The Cuban government said that the cholera outbreak that erupted in June, killing three and infecting 417, is over, Communist Party daily Granma reported Tuesday.

"Ten days have passed since the latest confirmed case, whereby the Public Health Ministry says that this outbreak is over," the newspaper said of the epidemic that originated in Manzanillo, a city of 130,500 residents located some 900 kilometers (560 miles) east of Havana.

Authorities also said that there were cases "associated" with the outbreak in other municipalities in surrounding Granma province and in the neighboring provinces of Santiago de Cuba and Guantanamo and even in Havana.

"All these later events, characterized as isolated cases, occurred through people who traveled from Manzanillo and were identified by an effective system of epidemiological monitoring and treated with timely measures," the ministry said.

Of the 417 registered cholera cases, the majority were adults, the bulletin added, going on to emphasize the "indispensable ... and effective cooperation of the public."

After learning of the health emergency, the government decided as a precaution to suspend the traditional summer Carnivals in Manzanillo and Bayamo, another city in Granma province.

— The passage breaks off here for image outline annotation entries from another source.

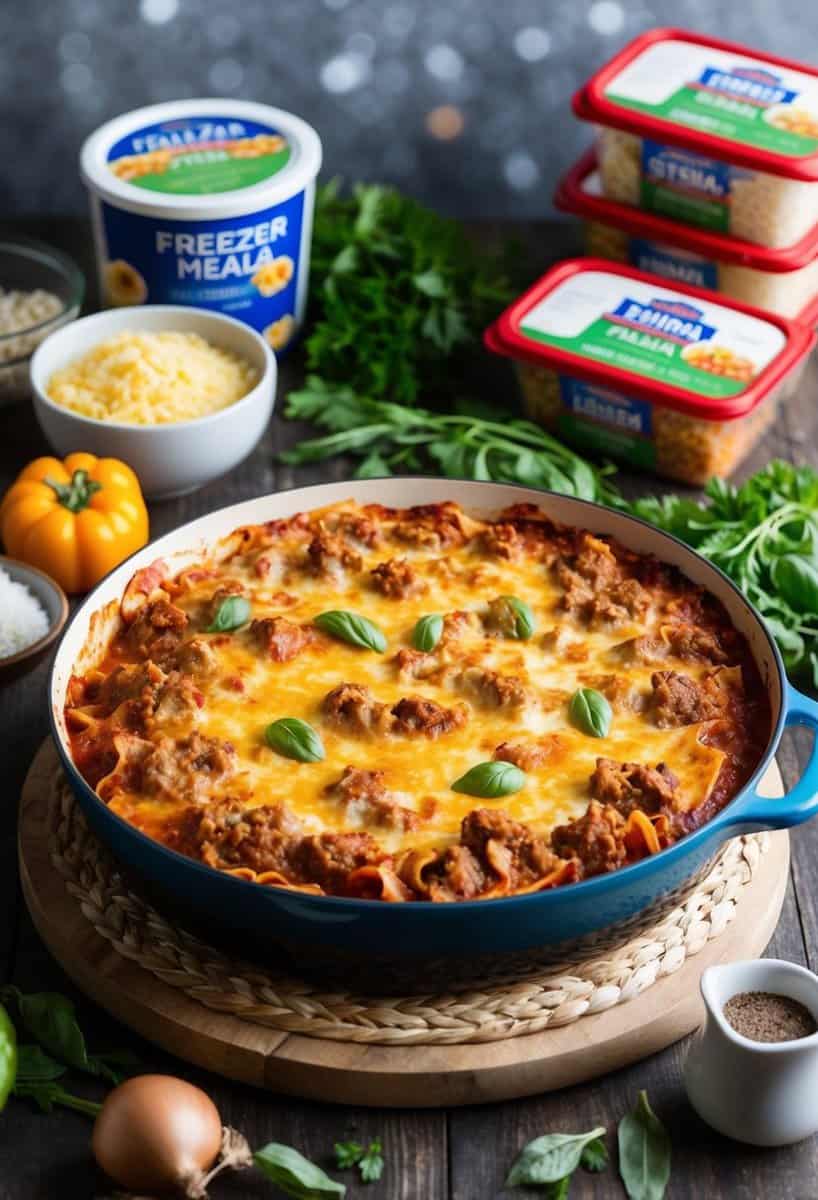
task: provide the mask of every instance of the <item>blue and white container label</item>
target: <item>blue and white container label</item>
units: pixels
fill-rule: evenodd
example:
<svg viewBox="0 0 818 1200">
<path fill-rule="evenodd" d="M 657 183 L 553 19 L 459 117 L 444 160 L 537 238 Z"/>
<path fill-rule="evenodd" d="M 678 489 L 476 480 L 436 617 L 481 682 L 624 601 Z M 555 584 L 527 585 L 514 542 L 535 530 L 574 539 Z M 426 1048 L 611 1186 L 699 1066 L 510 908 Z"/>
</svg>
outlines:
<svg viewBox="0 0 818 1200">
<path fill-rule="evenodd" d="M 175 101 L 103 125 L 80 154 L 103 304 L 228 313 L 282 350 L 306 306 L 320 161 L 305 121 L 248 101 Z"/>
<path fill-rule="evenodd" d="M 303 210 L 303 192 L 252 218 L 207 222 L 142 216 L 103 200 L 103 299 L 225 312 L 281 350 L 300 307 Z"/>
<path fill-rule="evenodd" d="M 691 287 L 718 287 L 718 265 L 711 258 L 703 258 L 692 251 L 666 246 L 661 241 L 648 238 L 631 238 L 627 247 L 627 260 L 640 271 L 661 275 L 664 280 L 688 283 Z"/>
</svg>

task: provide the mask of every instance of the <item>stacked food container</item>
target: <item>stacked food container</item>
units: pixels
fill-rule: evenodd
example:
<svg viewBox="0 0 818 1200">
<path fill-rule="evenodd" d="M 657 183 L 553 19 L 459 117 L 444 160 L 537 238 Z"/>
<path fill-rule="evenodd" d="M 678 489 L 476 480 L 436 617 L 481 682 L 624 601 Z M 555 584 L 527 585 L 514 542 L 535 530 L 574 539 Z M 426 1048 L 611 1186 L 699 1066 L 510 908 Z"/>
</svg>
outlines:
<svg viewBox="0 0 818 1200">
<path fill-rule="evenodd" d="M 658 29 L 573 109 L 596 151 L 555 203 L 595 259 L 549 271 L 487 343 L 567 440 L 691 484 L 728 474 L 814 343 L 818 71 Z"/>
</svg>

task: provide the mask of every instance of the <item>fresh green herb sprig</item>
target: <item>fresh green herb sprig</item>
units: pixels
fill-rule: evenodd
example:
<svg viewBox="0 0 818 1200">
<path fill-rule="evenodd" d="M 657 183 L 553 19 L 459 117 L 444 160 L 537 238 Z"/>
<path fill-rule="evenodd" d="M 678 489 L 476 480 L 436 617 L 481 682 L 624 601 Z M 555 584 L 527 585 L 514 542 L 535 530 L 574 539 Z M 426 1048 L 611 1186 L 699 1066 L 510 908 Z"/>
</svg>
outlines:
<svg viewBox="0 0 818 1200">
<path fill-rule="evenodd" d="M 281 460 L 303 466 L 349 454 L 361 460 L 357 479 L 417 472 L 543 487 L 602 504 L 620 500 L 608 482 L 609 468 L 593 467 L 533 421 L 510 416 L 503 407 L 456 408 L 407 408 L 309 376 L 287 397 L 284 415 L 327 433 L 300 442 Z"/>
<path fill-rule="evenodd" d="M 662 1200 L 670 1178 L 670 1139 L 639 1092 L 636 1105 L 616 1130 L 619 1174 L 630 1200 Z"/>
<path fill-rule="evenodd" d="M 507 1188 L 548 1188 L 549 1200 L 563 1200 L 577 1168 L 600 1171 L 608 1160 L 605 1127 L 588 1133 L 547 1133 L 523 1146 L 506 1177 Z"/>
<path fill-rule="evenodd" d="M 341 1170 L 357 1166 L 363 1183 L 375 1183 L 384 1174 L 384 1156 L 379 1141 L 363 1147 L 360 1141 L 336 1141 L 335 1160 Z"/>
<path fill-rule="evenodd" d="M 68 1068 L 119 1084 L 139 1061 L 127 1050 L 91 1055 L 67 996 L 55 991 L 22 992 L 0 989 L 0 1000 L 12 1003 L 19 1025 L 35 1038 L 34 1044 L 17 1044 L 17 1032 L 4 1003 L 0 1003 L 0 1109 L 10 1092 L 35 1102 L 42 1112 L 55 1105 L 96 1117 L 102 1105 L 74 1096 L 62 1086 Z"/>
<path fill-rule="evenodd" d="M 343 1196 L 347 1192 L 345 1184 L 330 1178 L 326 1171 L 305 1158 L 293 1146 L 278 1141 L 271 1141 L 257 1150 L 253 1162 L 279 1192 L 295 1200 L 331 1200 L 332 1196 Z"/>
<path fill-rule="evenodd" d="M 702 503 L 625 506 L 720 566 L 762 613 L 794 674 L 818 688 L 818 472 L 774 460 L 740 487 L 711 479 Z"/>
<path fill-rule="evenodd" d="M 451 395 L 471 349 L 511 301 L 498 256 L 456 221 L 390 187 L 319 188 L 307 367 L 361 396 L 414 406 Z"/>
</svg>

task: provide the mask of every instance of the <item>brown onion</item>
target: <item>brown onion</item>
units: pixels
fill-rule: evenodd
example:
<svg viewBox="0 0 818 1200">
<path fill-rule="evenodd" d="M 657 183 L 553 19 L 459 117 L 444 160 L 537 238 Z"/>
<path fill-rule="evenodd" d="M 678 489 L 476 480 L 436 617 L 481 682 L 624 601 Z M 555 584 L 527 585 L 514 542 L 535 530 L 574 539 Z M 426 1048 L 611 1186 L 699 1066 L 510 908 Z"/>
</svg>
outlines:
<svg viewBox="0 0 818 1200">
<path fill-rule="evenodd" d="M 205 1194 L 205 1176 L 221 1148 L 222 1118 L 213 1102 L 172 1075 L 136 1075 L 115 1087 L 91 1138 L 97 1163 L 121 1187 L 175 1189 L 191 1198 Z"/>
</svg>

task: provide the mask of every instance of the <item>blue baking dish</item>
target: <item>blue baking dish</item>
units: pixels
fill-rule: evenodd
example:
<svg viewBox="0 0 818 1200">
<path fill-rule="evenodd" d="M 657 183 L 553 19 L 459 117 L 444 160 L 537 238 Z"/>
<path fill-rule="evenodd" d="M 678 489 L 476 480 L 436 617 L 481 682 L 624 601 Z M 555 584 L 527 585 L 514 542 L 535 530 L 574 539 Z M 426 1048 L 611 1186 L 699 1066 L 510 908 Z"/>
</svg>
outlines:
<svg viewBox="0 0 818 1200">
<path fill-rule="evenodd" d="M 395 506 L 451 499 L 480 514 L 534 503 L 554 521 L 613 535 L 634 551 L 679 568 L 722 601 L 747 638 L 766 686 L 771 733 L 753 778 L 710 822 L 651 858 L 551 892 L 450 905 L 384 904 L 261 887 L 185 858 L 142 834 L 106 806 L 71 761 L 62 710 L 76 665 L 84 668 L 94 662 L 116 628 L 119 600 L 138 568 L 161 557 L 181 570 L 237 526 L 349 498 Z M 728 838 L 796 826 L 818 811 L 818 737 L 802 778 L 786 796 L 770 799 L 757 790 L 787 726 L 801 725 L 818 733 L 818 703 L 787 682 L 774 640 L 739 589 L 690 547 L 652 526 L 587 500 L 505 484 L 426 478 L 320 484 L 199 517 L 138 551 L 86 598 L 54 659 L 49 708 L 62 764 L 89 824 L 158 907 L 233 950 L 302 971 L 341 972 L 359 985 L 389 989 L 422 980 L 428 986 L 440 971 L 451 980 L 487 967 L 553 959 L 577 943 L 621 937 L 622 926 L 645 908 L 658 912 L 678 902 Z"/>
</svg>

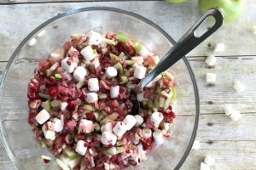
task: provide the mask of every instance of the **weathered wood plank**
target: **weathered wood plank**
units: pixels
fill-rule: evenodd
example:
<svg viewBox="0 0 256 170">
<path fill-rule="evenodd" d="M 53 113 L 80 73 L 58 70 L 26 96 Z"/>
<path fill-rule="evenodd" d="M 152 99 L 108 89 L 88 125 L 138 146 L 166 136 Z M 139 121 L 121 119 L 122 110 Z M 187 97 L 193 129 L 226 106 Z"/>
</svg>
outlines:
<svg viewBox="0 0 256 170">
<path fill-rule="evenodd" d="M 187 3 L 176 5 L 160 1 L 2 5 L 0 59 L 8 60 L 21 40 L 46 20 L 57 14 L 81 7 L 108 6 L 137 13 L 158 24 L 177 40 L 201 15 L 196 2 L 191 0 Z M 223 26 L 189 55 L 202 56 L 211 53 L 207 48 L 209 42 L 221 42 L 226 44 L 226 50 L 217 54 L 218 55 L 256 54 L 256 48 L 253 48 L 256 45 L 255 36 L 249 31 L 251 26 L 256 24 L 253 20 L 256 17 L 256 13 L 253 12 L 255 8 L 255 3 L 249 0 L 247 13 L 238 21 Z"/>
</svg>

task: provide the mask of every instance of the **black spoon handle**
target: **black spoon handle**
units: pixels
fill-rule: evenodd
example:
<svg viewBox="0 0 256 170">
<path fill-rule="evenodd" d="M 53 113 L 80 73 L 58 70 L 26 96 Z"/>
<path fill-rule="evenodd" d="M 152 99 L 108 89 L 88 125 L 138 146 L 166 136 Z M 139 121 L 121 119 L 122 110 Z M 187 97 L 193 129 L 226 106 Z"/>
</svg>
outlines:
<svg viewBox="0 0 256 170">
<path fill-rule="evenodd" d="M 201 23 L 209 16 L 212 16 L 215 20 L 213 26 L 209 28 L 201 37 L 195 37 L 195 30 L 201 25 Z M 161 72 L 166 71 L 181 58 L 189 53 L 201 42 L 210 37 L 223 24 L 224 16 L 221 12 L 217 8 L 211 8 L 207 11 L 201 17 L 195 22 L 195 24 L 182 37 L 182 38 L 165 54 L 160 60 L 157 65 L 144 77 L 140 83 L 137 86 L 136 91 L 142 91 L 143 88 L 155 78 Z"/>
</svg>

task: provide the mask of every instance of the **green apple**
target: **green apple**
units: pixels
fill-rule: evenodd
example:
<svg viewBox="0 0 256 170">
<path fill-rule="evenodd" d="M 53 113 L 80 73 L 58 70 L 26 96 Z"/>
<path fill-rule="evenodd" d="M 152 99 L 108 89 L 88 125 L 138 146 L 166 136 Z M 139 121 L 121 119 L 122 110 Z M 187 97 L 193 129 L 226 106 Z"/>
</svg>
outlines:
<svg viewBox="0 0 256 170">
<path fill-rule="evenodd" d="M 247 0 L 198 0 L 201 13 L 211 8 L 218 8 L 224 15 L 227 22 L 231 22 L 239 18 L 246 8 Z"/>
<path fill-rule="evenodd" d="M 185 3 L 188 0 L 166 0 L 166 1 L 172 3 Z"/>
</svg>

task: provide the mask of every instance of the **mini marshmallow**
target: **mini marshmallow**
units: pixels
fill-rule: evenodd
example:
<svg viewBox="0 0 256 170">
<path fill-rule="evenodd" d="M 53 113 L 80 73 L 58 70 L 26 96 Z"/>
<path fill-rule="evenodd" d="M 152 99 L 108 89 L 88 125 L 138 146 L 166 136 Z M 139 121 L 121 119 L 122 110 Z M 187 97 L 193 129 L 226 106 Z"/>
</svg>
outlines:
<svg viewBox="0 0 256 170">
<path fill-rule="evenodd" d="M 49 118 L 49 114 L 45 109 L 43 109 L 36 116 L 36 121 L 41 125 L 44 124 Z"/>
<path fill-rule="evenodd" d="M 141 126 L 143 123 L 143 122 L 144 122 L 143 117 L 142 116 L 140 116 L 140 115 L 136 115 L 134 116 L 135 116 L 135 119 L 136 119 L 135 127 Z"/>
<path fill-rule="evenodd" d="M 94 130 L 92 121 L 82 119 L 79 122 L 79 129 L 85 133 L 91 133 Z"/>
<path fill-rule="evenodd" d="M 110 88 L 110 97 L 117 98 L 119 94 L 119 86 L 111 87 Z"/>
<path fill-rule="evenodd" d="M 84 140 L 79 140 L 76 145 L 75 151 L 81 156 L 84 156 L 87 150 L 87 147 L 84 146 Z"/>
<path fill-rule="evenodd" d="M 117 70 L 114 67 L 110 66 L 110 67 L 108 67 L 105 74 L 108 78 L 112 78 L 113 76 L 116 76 L 117 73 L 118 73 Z"/>
<path fill-rule="evenodd" d="M 122 137 L 125 133 L 126 132 L 126 126 L 124 122 L 118 122 L 116 125 L 113 128 L 113 132 L 118 136 L 118 137 Z"/>
<path fill-rule="evenodd" d="M 207 82 L 216 82 L 216 74 L 207 73 L 206 79 L 207 79 Z"/>
<path fill-rule="evenodd" d="M 85 100 L 90 104 L 94 103 L 98 100 L 98 94 L 95 92 L 89 93 L 86 94 Z"/>
<path fill-rule="evenodd" d="M 90 78 L 88 80 L 88 89 L 91 92 L 99 91 L 99 80 L 97 78 Z"/>
<path fill-rule="evenodd" d="M 208 166 L 212 166 L 212 165 L 214 165 L 214 163 L 215 163 L 215 158 L 214 158 L 214 157 L 212 157 L 212 156 L 209 156 L 209 155 L 207 155 L 207 156 L 205 157 L 204 162 L 205 162 L 206 164 L 207 164 Z"/>
<path fill-rule="evenodd" d="M 240 81 L 236 81 L 234 82 L 234 89 L 240 93 L 243 92 L 246 87 Z"/>
<path fill-rule="evenodd" d="M 143 128 L 143 137 L 145 139 L 150 138 L 152 136 L 152 131 L 150 128 Z"/>
<path fill-rule="evenodd" d="M 97 54 L 93 51 L 93 48 L 90 46 L 86 46 L 84 48 L 80 54 L 84 57 L 86 60 L 92 60 L 97 56 Z"/>
<path fill-rule="evenodd" d="M 144 59 L 147 58 L 151 53 L 148 49 L 142 45 L 142 49 L 139 51 L 139 54 L 143 56 Z"/>
<path fill-rule="evenodd" d="M 233 110 L 230 117 L 232 121 L 238 121 L 241 118 L 241 113 L 238 110 Z"/>
<path fill-rule="evenodd" d="M 133 76 L 135 76 L 137 79 L 143 79 L 145 77 L 146 71 L 147 71 L 146 67 L 137 65 L 135 66 Z"/>
<path fill-rule="evenodd" d="M 157 145 L 162 144 L 165 142 L 165 137 L 163 134 L 163 132 L 161 130 L 156 130 L 153 133 L 153 138 L 154 140 L 154 143 Z"/>
<path fill-rule="evenodd" d="M 89 31 L 87 35 L 89 37 L 89 45 L 99 45 L 103 39 L 101 34 L 94 31 Z"/>
<path fill-rule="evenodd" d="M 53 127 L 55 132 L 59 133 L 63 129 L 63 124 L 61 119 L 54 118 Z"/>
<path fill-rule="evenodd" d="M 66 76 L 68 81 L 71 81 L 73 79 L 72 75 L 69 72 L 67 72 L 67 71 L 64 71 L 63 72 L 63 76 Z"/>
<path fill-rule="evenodd" d="M 148 84 L 147 84 L 146 88 L 154 88 L 155 86 L 155 82 L 162 77 L 162 75 L 158 75 L 153 81 L 151 81 Z"/>
<path fill-rule="evenodd" d="M 107 122 L 106 124 L 102 126 L 101 132 L 102 133 L 103 133 L 103 132 L 112 133 L 112 129 L 113 129 L 112 122 Z"/>
<path fill-rule="evenodd" d="M 199 150 L 200 149 L 200 142 L 199 140 L 195 140 L 192 145 L 193 150 Z"/>
<path fill-rule="evenodd" d="M 131 115 L 127 115 L 123 120 L 123 122 L 126 125 L 126 130 L 131 130 L 136 124 L 136 118 Z"/>
<path fill-rule="evenodd" d="M 33 37 L 28 42 L 27 45 L 32 47 L 34 46 L 36 43 L 37 43 L 37 39 Z"/>
<path fill-rule="evenodd" d="M 106 145 L 109 145 L 109 144 L 114 145 L 116 140 L 117 140 L 116 135 L 109 132 L 103 132 L 101 137 L 102 143 Z"/>
<path fill-rule="evenodd" d="M 44 135 L 45 139 L 49 139 L 49 140 L 55 140 L 55 132 L 53 131 L 53 130 L 46 130 L 47 126 L 48 126 L 48 124 L 45 123 L 42 127 L 42 131 L 44 133 Z"/>
<path fill-rule="evenodd" d="M 141 92 L 139 94 L 137 94 L 137 99 L 138 101 L 142 102 L 142 101 L 148 101 L 148 98 L 144 98 L 144 94 L 145 92 Z"/>
<path fill-rule="evenodd" d="M 66 57 L 61 60 L 61 67 L 66 70 L 69 73 L 73 73 L 74 69 L 78 66 L 78 64 L 76 62 L 70 62 L 70 65 L 67 63 L 69 57 Z"/>
<path fill-rule="evenodd" d="M 217 58 L 214 55 L 208 55 L 206 59 L 205 62 L 209 66 L 213 66 L 216 63 Z"/>
<path fill-rule="evenodd" d="M 66 108 L 67 108 L 67 102 L 66 102 L 66 101 L 64 101 L 64 102 L 61 102 L 61 110 L 63 111 Z"/>
<path fill-rule="evenodd" d="M 155 126 L 159 126 L 159 124 L 162 122 L 164 119 L 164 116 L 161 112 L 154 112 L 150 116 L 151 122 Z"/>
<path fill-rule="evenodd" d="M 252 33 L 256 34 L 256 26 L 253 26 L 252 27 Z"/>
<path fill-rule="evenodd" d="M 134 62 L 136 62 L 137 64 L 138 64 L 140 65 L 143 65 L 143 62 L 144 62 L 143 57 L 141 57 L 141 56 L 131 57 L 131 60 L 133 60 Z"/>
<path fill-rule="evenodd" d="M 224 43 L 216 43 L 213 47 L 213 50 L 215 52 L 222 52 L 225 49 L 225 44 Z"/>
<path fill-rule="evenodd" d="M 205 164 L 204 162 L 201 162 L 200 170 L 210 170 L 210 166 Z"/>
<path fill-rule="evenodd" d="M 78 82 L 83 82 L 86 76 L 86 70 L 84 67 L 78 66 L 73 72 L 73 78 Z"/>
</svg>

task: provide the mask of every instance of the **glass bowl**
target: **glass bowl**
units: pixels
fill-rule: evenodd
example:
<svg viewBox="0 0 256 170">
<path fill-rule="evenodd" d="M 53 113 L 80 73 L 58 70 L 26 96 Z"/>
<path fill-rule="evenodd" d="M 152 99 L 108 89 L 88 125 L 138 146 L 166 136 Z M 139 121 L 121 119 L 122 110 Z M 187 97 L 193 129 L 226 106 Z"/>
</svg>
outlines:
<svg viewBox="0 0 256 170">
<path fill-rule="evenodd" d="M 178 29 L 178 28 L 177 28 Z M 143 42 L 163 56 L 175 41 L 152 21 L 118 8 L 96 7 L 71 10 L 47 20 L 32 31 L 18 46 L 3 71 L 1 92 L 1 138 L 18 169 L 59 169 L 55 162 L 44 164 L 42 155 L 50 156 L 34 139 L 27 123 L 26 88 L 42 56 L 68 40 L 73 33 L 126 32 L 131 39 Z M 28 42 L 36 38 L 30 47 Z M 195 138 L 199 116 L 199 97 L 189 64 L 185 57 L 170 69 L 177 82 L 177 121 L 172 136 L 152 150 L 148 159 L 137 169 L 178 169 L 188 156 Z M 135 167 L 131 167 L 134 169 Z"/>
</svg>

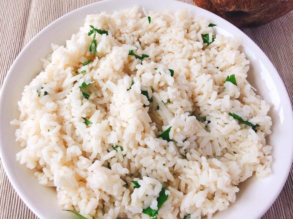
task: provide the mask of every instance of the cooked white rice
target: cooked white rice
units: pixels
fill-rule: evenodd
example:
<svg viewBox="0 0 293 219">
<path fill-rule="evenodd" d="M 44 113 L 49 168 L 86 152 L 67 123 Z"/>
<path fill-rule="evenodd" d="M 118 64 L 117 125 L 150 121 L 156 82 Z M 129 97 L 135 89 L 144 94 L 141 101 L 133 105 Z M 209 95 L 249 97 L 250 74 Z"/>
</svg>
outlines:
<svg viewBox="0 0 293 219">
<path fill-rule="evenodd" d="M 246 79 L 249 61 L 237 38 L 209 24 L 187 10 L 143 14 L 135 7 L 88 15 L 66 46 L 52 44 L 11 124 L 23 148 L 17 160 L 56 187 L 60 209 L 148 219 L 143 210 L 157 209 L 163 184 L 169 194 L 158 218 L 211 218 L 235 201 L 240 182 L 271 172 L 270 106 Z M 94 56 L 90 25 L 108 33 L 97 33 Z M 209 45 L 206 34 L 210 42 L 215 36 Z M 131 50 L 149 57 L 141 64 Z M 237 86 L 224 82 L 232 75 Z M 80 88 L 84 82 L 91 84 Z M 229 113 L 259 125 L 257 132 Z M 157 137 L 170 127 L 172 141 Z"/>
</svg>

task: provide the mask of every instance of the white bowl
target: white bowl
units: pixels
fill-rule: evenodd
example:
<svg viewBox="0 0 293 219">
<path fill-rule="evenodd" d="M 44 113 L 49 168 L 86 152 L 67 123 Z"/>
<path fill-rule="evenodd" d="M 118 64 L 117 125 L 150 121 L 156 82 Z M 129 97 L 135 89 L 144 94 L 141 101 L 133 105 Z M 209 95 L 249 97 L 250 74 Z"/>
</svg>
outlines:
<svg viewBox="0 0 293 219">
<path fill-rule="evenodd" d="M 205 18 L 216 24 L 217 33 L 237 36 L 241 49 L 251 62 L 248 80 L 273 107 L 269 112 L 272 133 L 267 138 L 273 146 L 272 173 L 264 179 L 251 177 L 241 184 L 235 203 L 217 213 L 214 219 L 258 219 L 272 204 L 287 178 L 293 155 L 293 116 L 290 102 L 282 82 L 274 66 L 258 47 L 235 27 L 207 11 L 190 4 L 169 0 L 108 0 L 77 9 L 57 19 L 41 31 L 21 51 L 8 72 L 0 94 L 0 155 L 11 184 L 26 204 L 41 219 L 65 219 L 71 213 L 61 210 L 55 189 L 39 184 L 34 171 L 21 165 L 16 154 L 21 150 L 15 140 L 16 128 L 9 123 L 19 115 L 17 101 L 23 87 L 42 69 L 40 58 L 51 53 L 50 44 L 64 45 L 72 34 L 83 25 L 86 15 L 103 11 L 111 12 L 138 5 L 146 11 L 174 13 L 187 8 L 193 16 Z M 13 210 L 11 210 L 11 211 Z"/>
</svg>

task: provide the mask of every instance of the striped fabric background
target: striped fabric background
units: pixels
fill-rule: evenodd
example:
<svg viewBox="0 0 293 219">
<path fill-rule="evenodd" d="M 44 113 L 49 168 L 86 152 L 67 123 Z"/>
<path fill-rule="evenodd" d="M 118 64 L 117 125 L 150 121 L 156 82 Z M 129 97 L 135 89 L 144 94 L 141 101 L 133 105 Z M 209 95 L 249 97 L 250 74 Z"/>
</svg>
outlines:
<svg viewBox="0 0 293 219">
<path fill-rule="evenodd" d="M 191 0 L 181 1 L 194 4 Z M 98 1 L 0 0 L 0 86 L 13 60 L 37 33 L 63 15 Z M 293 11 L 264 26 L 243 31 L 260 47 L 274 64 L 285 84 L 292 103 Z M 293 169 L 291 168 L 281 194 L 262 219 L 293 218 L 292 184 Z M 37 218 L 14 191 L 0 161 L 0 219 L 16 218 L 37 219 Z"/>
</svg>

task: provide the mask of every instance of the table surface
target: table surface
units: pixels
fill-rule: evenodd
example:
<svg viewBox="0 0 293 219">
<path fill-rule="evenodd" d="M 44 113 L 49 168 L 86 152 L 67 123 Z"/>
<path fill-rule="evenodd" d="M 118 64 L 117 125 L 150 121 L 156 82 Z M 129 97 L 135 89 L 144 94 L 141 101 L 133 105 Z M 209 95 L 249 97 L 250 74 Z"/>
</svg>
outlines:
<svg viewBox="0 0 293 219">
<path fill-rule="evenodd" d="M 50 23 L 97 0 L 1 0 L 0 86 L 18 54 Z M 181 1 L 194 4 L 191 0 Z M 293 11 L 266 25 L 243 31 L 263 50 L 277 68 L 293 100 Z M 293 218 L 293 168 L 280 195 L 262 219 Z M 37 219 L 15 192 L 0 161 L 0 219 Z M 236 218 L 236 219 L 237 219 Z"/>
</svg>

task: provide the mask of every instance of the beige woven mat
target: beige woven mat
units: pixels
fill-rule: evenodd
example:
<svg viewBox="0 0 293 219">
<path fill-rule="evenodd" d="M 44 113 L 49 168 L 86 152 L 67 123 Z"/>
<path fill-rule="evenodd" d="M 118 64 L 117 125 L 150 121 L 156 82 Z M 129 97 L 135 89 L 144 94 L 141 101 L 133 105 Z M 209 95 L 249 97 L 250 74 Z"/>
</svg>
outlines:
<svg viewBox="0 0 293 219">
<path fill-rule="evenodd" d="M 181 1 L 193 4 L 191 0 Z M 37 33 L 63 15 L 97 1 L 0 0 L 0 86 L 13 60 Z M 292 103 L 293 11 L 265 26 L 243 31 L 274 64 L 285 83 Z M 292 168 L 283 190 L 262 219 L 293 218 L 292 183 Z M 15 192 L 0 161 L 0 219 L 37 218 Z"/>
</svg>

In addition, the Venezuelan government sent to the island 20 military doctors to provide support.

Cuban President Raul Castro spoke out on July 24 to denounce "propagandistic campaigns" regarding the cholera cases designed to "discredit" the island's health care system and asserted that the outbreak was under control.

The most recent cholera epidemic in Cuba occurred in 1882 and the latest cases were registered shortly after the downfall of strongman Fulgencio Batista in 1959, according to official information.

Despite the fact that it said the outbreak was "concluded," the Cuban government is also saying it will maintain its vigilance to avoid "the recurrence of new cases."

In addition, the national government is reiterating its call for the public to take preventive measures concerning personal hygiene, water and food.

For several weeks, the authorities have been issuing daily preventive messages along the same lines to avoid the spread of the Aedes aegypti mosquito, which transmits dengue fever, although there have been no reported cases of that disease.